CWE-301 Base Borrador Medium likelihood

Reflection Attack in an Authentication Protocol

A reflection attack is a flaw in mutual authentication protocols that allows an attacker to impersonate a legitimate user without knowing the secret key. This happens when an attacker can bounce, or…

Definición

What is CWE-301?

A reflection attack is a flaw in mutual authentication protocols that allows an attacker to impersonate a legitimate user without knowing the secret key. This happens when an attacker can bounce, or 'reflect,' a server's own challenge back to it using a second connection, tricking the system into granting access.
In a typical mutual authentication setup, both the client and server share a secret key. To prove identity without sending the key directly, they exchange random challenges that must be encrypted with that shared secret. The vulnerability arises when the same key is used across multiple sessions and the protocol design allows an attacker to use the server's response from one connection to answer a challenge in another. Here’s how the attack works in practice: An attacker initiates a connection to the server, posing as a legitimate user, and receives a challenge. Instead of solving it, the attacker opens a second connection to the server. In this new session, the attacker sends the server's original challenge as its own. The server helpfully encrypts it and sends the response back, which the attacker then uses to correctly answer the first connection's challenge. This bypasses authentication because the server essentially authenticates itself, granting the attacker access.
Impacto en el mundo real

Real-world CVEs caused by CWE-301

  • CVE-2005-3435

    product authentication succeeds if user-provided MD5 hash matches the hash in its database; this can be subjected to replay attacks.

Cómo lo explotan los atacantes

Ruta del atacante paso a paso

  1. 1

    Identifica una ruta de código que maneje entrada no confiable sin validación.

  2. 2

    Crea un payload que ejercite el comportamiento inseguro — inyección, traversal, overflow o abuso de lógica.

  3. 3

    Envía el payload a través de una solicitud normal y observa la reacción de la aplicación.

  4. 4

    Itera hasta que la respuesta filtre datos, ejecute código del atacante o escale privilegios.

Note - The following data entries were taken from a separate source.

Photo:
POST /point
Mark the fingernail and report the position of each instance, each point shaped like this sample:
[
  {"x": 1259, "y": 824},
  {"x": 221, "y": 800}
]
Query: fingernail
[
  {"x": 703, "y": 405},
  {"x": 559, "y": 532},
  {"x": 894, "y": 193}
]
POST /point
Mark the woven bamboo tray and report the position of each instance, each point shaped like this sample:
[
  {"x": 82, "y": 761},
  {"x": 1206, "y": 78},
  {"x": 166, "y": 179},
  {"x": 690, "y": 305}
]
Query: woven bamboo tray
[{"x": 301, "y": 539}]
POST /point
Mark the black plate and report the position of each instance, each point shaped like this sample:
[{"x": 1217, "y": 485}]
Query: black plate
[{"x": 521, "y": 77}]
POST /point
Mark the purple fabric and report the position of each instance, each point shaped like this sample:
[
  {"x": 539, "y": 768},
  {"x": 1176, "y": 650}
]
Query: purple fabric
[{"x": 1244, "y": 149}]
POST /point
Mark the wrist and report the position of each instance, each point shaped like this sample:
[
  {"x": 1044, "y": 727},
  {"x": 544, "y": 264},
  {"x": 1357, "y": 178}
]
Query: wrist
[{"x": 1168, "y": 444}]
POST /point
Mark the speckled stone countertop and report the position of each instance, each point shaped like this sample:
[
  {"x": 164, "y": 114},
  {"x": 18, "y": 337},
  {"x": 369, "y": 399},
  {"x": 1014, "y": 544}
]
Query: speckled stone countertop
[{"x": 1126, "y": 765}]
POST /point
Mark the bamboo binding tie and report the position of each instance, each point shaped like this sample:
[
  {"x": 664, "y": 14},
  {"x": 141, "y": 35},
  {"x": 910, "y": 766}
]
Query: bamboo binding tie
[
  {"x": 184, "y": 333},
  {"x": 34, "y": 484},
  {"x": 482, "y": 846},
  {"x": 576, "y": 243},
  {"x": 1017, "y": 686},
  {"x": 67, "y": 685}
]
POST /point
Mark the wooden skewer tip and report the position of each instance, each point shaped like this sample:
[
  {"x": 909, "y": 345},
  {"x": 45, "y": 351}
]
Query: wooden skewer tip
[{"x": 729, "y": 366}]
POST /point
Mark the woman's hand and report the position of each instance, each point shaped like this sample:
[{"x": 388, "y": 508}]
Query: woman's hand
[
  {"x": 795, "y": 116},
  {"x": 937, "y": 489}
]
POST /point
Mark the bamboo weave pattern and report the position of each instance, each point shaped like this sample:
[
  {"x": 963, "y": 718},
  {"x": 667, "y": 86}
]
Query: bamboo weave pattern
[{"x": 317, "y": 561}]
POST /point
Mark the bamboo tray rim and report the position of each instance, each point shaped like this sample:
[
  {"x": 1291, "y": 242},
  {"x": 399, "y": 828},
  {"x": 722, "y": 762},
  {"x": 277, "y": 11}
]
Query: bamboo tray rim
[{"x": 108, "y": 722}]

Ejemplo de código vulnerable

Vulnerable C

The following example demonstrates the weakness.

Vulnerable C 
unsigned char *simple_digest(char *alg,char *buf,unsigned int len, int *olen) {
  	const EVP_MD *m;
  	EVP_MD_CTX ctx;
  	unsigned char *ret;
  	OpenSSL_add_all_digests();
  	if (!(m = EVP_get_digestbyname(alg))) return NULL;
  	if (!(ret = (unsigned char*)malloc(EVP_MAX_MD_SIZE))) return NULL;
  	EVP_DigestInit(&ctx, m);
  	EVP_DigestUpdate(&ctx,buf,len);
  	EVP_DigestFinal(&ctx,ret,olen);
  	return ret;
  }
  unsigned char *generate_password_and_cmd(char *password_and_cmd) {
  	simple_digest("sha1",password,strlen(password_and_cmd)
  	...
  	);
  }
Ejemplo de código seguro

Secure pseudo

Seguro pseudo 
// Validate, sanitize, or use a safe API before reaching the sink.
function handleRequest(input) {
  const safe = validateAndEscape(input);
  return executeWithGuards(safe);
}
What changed: the unsafe sink is replaced (or the input is validated/escaped) so the same payload no longer triggers the weakness.
Lista de prevención

How to prevent CWE-301

  • Architecture and Design Use different keys for the initiator and responder or of a different type of challenge for the initiator and responder.
  • Architecture and Design Let the initiator prove its identity before proceeding.
Señales de detección

How to detect CWE-301

SAST High

Ejecuta análisis estático (SAST) sobre el código buscando el patrón inseguro en el flujo de datos.

DAST Moderate

Ejecuta pruebas dinámicas de seguridad de aplicaciones (DAST) contra el endpoint en vivo.

Runtime Moderate

Vigila los logs en tiempo de ejecución para detectar trazas de excepción inusuales, entradas malformadas o intentos de bypass de autorización.

Code review Moderate

Revisión de código: marca cualquier código nuevo que maneje entrada desde esta superficie sin usar los helpers validados del framework.

Auto-corrección de Plexicus

Plexicus detecta automáticamente CWE-301 y abre un PR de corrección en menos de 60 segundos.

Codex Remedium escanea cada commit, identifica esta debilidad concreta y entrega un pull request listo para revisión con el parche. Sin tickets. Sin traspasos.

Solicitar demo Probar Plexicus gratis
Preguntas frecuentes

Frequently asked questions

¿Qué es CWE-301?

A reflection attack is a flaw in mutual authentication protocols that allows an attacker to impersonate a legitimate user without knowing the secret key. This happens when an attacker can bounce, or 'reflect,' a server's own challenge back to it using a second connection, tricking the system into granting access.

¿Qué gravedad tiene CWE-301?

MITRE califica la probabilidad de explotación como Media — la explotación es realista pero suele requerir condiciones específicas.

¿Qué lenguajes o plataformas se ven afectados por CWE-301?

MITRE no ha especificado plataformas afectadas para esta CWE — puede aplicar a la mayoría de los stacks de aplicaciones.

¿Cómo puedo prevenir CWE-301?

Use different keys for the initiator and responder or of a different type of challenge for the initiator and responder. Let the initiator prove its identity before proceeding.

¿Cómo detecta y corrige Plexicus CWE-301?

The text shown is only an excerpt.